Roma, 17 nov. (Adnkronos) - I deputati riformatori si sono astenuti -esprimendo con l'intervento di Marco Taradash il loro dissenso dalla posizione del gruppo Forza Italia- sull'emendamento, originariamente presentato dal Ppi e fatto proprio in parte dal Governo, che rinvia all'Inps la determinazione dell'ammontare delle pensioni. I riformatori, pur condividendo l'emendamento, hanno voluto manifestare il loro dissenso contro il rifiuto del governo di far propria anche la seconda parte dell'emendamento Andreatta, quella relativa alla revisione del trattamento di fine rapporto, la cosiddetta liquidazione.
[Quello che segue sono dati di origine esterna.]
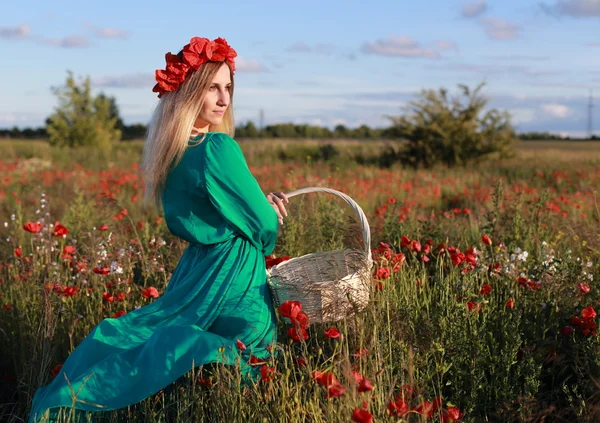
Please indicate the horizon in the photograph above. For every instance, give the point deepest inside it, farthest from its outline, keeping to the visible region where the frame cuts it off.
(319, 64)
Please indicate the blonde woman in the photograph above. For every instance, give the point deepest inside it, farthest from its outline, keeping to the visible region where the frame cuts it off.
(216, 307)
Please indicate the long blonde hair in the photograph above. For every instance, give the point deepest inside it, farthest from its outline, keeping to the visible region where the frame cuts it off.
(171, 125)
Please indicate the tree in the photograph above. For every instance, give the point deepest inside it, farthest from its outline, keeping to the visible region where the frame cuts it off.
(82, 119)
(443, 130)
(251, 131)
(114, 111)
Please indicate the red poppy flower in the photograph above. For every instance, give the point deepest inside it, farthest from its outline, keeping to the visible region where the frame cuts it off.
(485, 289)
(69, 249)
(486, 240)
(102, 270)
(32, 227)
(588, 313)
(59, 230)
(584, 288)
(335, 390)
(364, 384)
(300, 361)
(119, 314)
(150, 292)
(567, 331)
(69, 291)
(398, 408)
(383, 273)
(298, 334)
(451, 415)
(332, 333)
(241, 346)
(267, 373)
(324, 378)
(361, 416)
(290, 309)
(56, 370)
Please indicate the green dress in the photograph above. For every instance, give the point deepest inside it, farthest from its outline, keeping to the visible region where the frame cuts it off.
(217, 294)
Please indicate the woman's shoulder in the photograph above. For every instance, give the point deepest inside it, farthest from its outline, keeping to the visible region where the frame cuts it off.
(219, 141)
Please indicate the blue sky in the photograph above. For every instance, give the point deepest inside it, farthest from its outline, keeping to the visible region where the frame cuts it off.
(318, 62)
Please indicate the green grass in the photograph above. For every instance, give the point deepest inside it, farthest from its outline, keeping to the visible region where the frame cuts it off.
(429, 324)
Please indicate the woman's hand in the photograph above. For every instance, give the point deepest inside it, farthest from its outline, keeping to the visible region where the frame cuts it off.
(277, 200)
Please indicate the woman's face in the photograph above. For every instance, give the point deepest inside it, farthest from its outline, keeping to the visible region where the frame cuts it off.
(216, 100)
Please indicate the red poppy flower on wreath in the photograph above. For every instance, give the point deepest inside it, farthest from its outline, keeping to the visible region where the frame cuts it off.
(197, 52)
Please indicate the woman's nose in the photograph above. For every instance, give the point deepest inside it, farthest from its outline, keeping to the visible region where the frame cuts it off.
(223, 98)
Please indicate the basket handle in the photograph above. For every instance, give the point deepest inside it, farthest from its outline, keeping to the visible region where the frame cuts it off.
(361, 215)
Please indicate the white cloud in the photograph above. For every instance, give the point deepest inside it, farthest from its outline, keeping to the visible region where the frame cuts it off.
(474, 9)
(107, 32)
(556, 110)
(446, 45)
(140, 80)
(8, 118)
(249, 65)
(574, 8)
(19, 31)
(500, 29)
(320, 48)
(111, 33)
(72, 41)
(400, 46)
(522, 115)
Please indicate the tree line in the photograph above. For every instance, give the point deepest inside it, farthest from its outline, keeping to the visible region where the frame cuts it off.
(437, 128)
(249, 129)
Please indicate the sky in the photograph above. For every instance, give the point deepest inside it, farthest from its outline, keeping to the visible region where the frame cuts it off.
(325, 63)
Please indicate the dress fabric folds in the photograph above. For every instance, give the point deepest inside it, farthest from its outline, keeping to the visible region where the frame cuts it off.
(217, 294)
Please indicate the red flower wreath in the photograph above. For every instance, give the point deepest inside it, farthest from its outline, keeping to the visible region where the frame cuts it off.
(196, 53)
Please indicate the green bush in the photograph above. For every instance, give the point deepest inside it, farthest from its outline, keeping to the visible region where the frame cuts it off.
(440, 130)
(81, 119)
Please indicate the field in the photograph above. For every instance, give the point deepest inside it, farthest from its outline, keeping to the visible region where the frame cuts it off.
(483, 302)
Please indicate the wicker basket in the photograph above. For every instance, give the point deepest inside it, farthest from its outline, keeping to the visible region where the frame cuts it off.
(331, 285)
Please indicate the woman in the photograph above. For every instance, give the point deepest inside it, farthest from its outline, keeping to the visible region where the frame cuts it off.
(216, 307)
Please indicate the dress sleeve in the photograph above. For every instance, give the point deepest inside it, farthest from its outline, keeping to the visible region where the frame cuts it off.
(236, 195)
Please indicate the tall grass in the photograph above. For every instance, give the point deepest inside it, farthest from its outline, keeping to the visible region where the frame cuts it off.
(457, 322)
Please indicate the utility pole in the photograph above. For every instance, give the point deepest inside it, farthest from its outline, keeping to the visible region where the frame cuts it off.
(591, 115)
(261, 121)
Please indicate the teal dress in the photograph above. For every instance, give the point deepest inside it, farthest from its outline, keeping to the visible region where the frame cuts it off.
(216, 296)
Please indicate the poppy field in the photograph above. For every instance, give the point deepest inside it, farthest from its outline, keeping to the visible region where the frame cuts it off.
(483, 301)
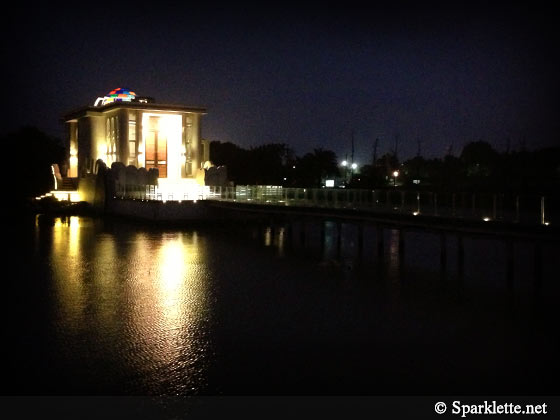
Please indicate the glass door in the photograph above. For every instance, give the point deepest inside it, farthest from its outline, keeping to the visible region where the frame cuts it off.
(156, 148)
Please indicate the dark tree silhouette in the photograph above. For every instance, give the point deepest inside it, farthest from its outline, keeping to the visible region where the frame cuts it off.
(31, 171)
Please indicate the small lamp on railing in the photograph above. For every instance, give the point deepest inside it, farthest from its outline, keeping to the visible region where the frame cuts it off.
(395, 175)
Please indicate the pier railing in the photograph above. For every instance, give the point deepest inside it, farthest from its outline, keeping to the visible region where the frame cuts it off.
(531, 209)
(527, 209)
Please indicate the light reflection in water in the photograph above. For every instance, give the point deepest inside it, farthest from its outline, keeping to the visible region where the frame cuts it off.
(139, 298)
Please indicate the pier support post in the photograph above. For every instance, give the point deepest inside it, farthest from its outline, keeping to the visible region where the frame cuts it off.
(538, 267)
(380, 244)
(509, 264)
(443, 251)
(338, 238)
(302, 233)
(401, 243)
(322, 236)
(360, 239)
(460, 257)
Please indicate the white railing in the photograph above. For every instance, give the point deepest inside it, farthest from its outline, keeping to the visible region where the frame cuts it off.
(481, 206)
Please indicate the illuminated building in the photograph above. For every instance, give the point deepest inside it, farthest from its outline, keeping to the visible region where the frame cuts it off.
(123, 127)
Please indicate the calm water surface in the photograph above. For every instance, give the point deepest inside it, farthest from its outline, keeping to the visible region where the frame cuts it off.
(112, 308)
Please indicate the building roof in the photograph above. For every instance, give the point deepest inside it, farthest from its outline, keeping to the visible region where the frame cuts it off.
(150, 106)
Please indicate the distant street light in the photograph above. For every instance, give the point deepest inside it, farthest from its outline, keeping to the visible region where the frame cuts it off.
(395, 175)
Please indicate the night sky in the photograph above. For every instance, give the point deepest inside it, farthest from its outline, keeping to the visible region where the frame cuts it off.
(305, 76)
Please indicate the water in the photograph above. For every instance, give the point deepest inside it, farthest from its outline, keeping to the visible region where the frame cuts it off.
(98, 307)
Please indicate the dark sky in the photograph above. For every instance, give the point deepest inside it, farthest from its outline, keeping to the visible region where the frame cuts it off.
(303, 75)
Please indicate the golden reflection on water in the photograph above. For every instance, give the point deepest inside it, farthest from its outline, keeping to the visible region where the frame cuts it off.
(144, 294)
(66, 268)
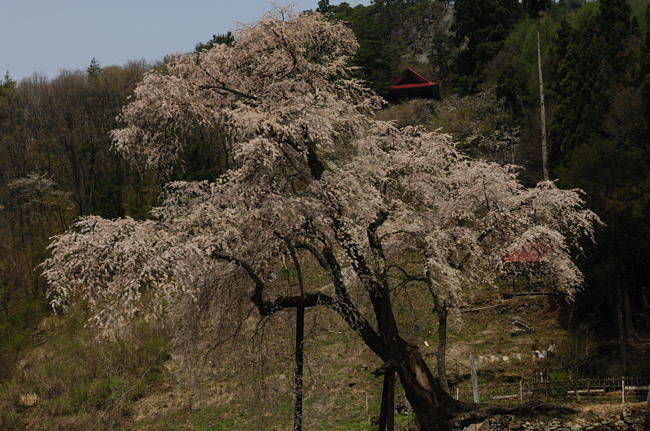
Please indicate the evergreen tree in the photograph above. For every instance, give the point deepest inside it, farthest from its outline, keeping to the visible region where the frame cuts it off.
(483, 25)
(94, 67)
(217, 39)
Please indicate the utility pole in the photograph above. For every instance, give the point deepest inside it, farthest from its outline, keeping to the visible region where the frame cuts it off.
(542, 108)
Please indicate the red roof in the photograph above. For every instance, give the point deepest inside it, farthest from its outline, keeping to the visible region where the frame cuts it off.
(410, 78)
(532, 253)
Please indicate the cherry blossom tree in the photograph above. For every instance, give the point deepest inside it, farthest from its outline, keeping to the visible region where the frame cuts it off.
(313, 175)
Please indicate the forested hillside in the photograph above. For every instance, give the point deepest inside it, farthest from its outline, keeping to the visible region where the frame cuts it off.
(69, 148)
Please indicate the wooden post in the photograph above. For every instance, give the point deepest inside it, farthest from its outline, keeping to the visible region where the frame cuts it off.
(472, 366)
(387, 412)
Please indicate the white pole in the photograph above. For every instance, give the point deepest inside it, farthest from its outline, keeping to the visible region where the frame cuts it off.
(472, 366)
(623, 389)
(542, 109)
(368, 415)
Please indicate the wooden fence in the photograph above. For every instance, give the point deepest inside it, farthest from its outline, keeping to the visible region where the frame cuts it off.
(593, 390)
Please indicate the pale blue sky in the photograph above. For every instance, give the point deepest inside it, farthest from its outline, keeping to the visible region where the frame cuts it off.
(47, 36)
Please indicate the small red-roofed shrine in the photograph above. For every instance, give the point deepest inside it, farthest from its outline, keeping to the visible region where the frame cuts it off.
(412, 84)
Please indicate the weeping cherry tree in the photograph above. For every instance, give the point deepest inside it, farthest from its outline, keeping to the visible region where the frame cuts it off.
(312, 173)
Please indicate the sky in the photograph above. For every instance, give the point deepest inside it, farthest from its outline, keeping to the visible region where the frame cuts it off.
(47, 36)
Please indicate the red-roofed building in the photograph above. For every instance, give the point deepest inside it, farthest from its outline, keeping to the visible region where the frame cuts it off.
(532, 253)
(412, 84)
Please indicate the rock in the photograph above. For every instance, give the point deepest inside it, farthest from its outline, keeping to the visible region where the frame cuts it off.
(28, 400)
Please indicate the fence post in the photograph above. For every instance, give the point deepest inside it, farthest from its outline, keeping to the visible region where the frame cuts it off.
(472, 366)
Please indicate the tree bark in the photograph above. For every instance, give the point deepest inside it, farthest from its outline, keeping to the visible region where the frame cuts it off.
(300, 336)
(442, 348)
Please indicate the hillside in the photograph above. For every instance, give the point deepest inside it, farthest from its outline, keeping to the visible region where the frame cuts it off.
(82, 382)
(228, 363)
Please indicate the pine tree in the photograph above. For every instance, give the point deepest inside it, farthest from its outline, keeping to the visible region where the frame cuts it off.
(94, 67)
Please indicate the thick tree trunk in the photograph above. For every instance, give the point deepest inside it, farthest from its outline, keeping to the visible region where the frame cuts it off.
(442, 348)
(431, 404)
(300, 336)
(387, 413)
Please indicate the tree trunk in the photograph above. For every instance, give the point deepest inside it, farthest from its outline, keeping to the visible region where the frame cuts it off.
(629, 323)
(442, 348)
(387, 413)
(300, 336)
(542, 109)
(431, 404)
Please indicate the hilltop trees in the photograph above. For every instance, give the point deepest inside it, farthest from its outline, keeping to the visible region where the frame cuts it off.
(313, 174)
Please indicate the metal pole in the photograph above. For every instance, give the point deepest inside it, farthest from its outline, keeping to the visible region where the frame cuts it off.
(472, 366)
I riformatori ritengono infatti: 1) assolutamente iniqua in se' e in particolare in questa fase di risanamento dei conti dello Stato una trattenuta sul salario che si sostanzia in un finanziamento di fatto a costo zero per le aziende, tutto a carico dei lavoratori dipendenti; 2) incompatibile il Tfr con il riordino del sistema previdenziale e la necessaria istituzione dei fondi pensione e delle pensioni integrative a compenso dei tagli alla spesa pubblica. Non a caso l'Italia rappresenta anche sotto questo profilo una assoluta anomalia nel quadro dei paesi industrializzati. I riformatori hanno di conseguenza presentato un ordine del giorno che impegna il governo a procedere alla riforma e al superamento del Tfr a partire dai nuovi accantonamenti.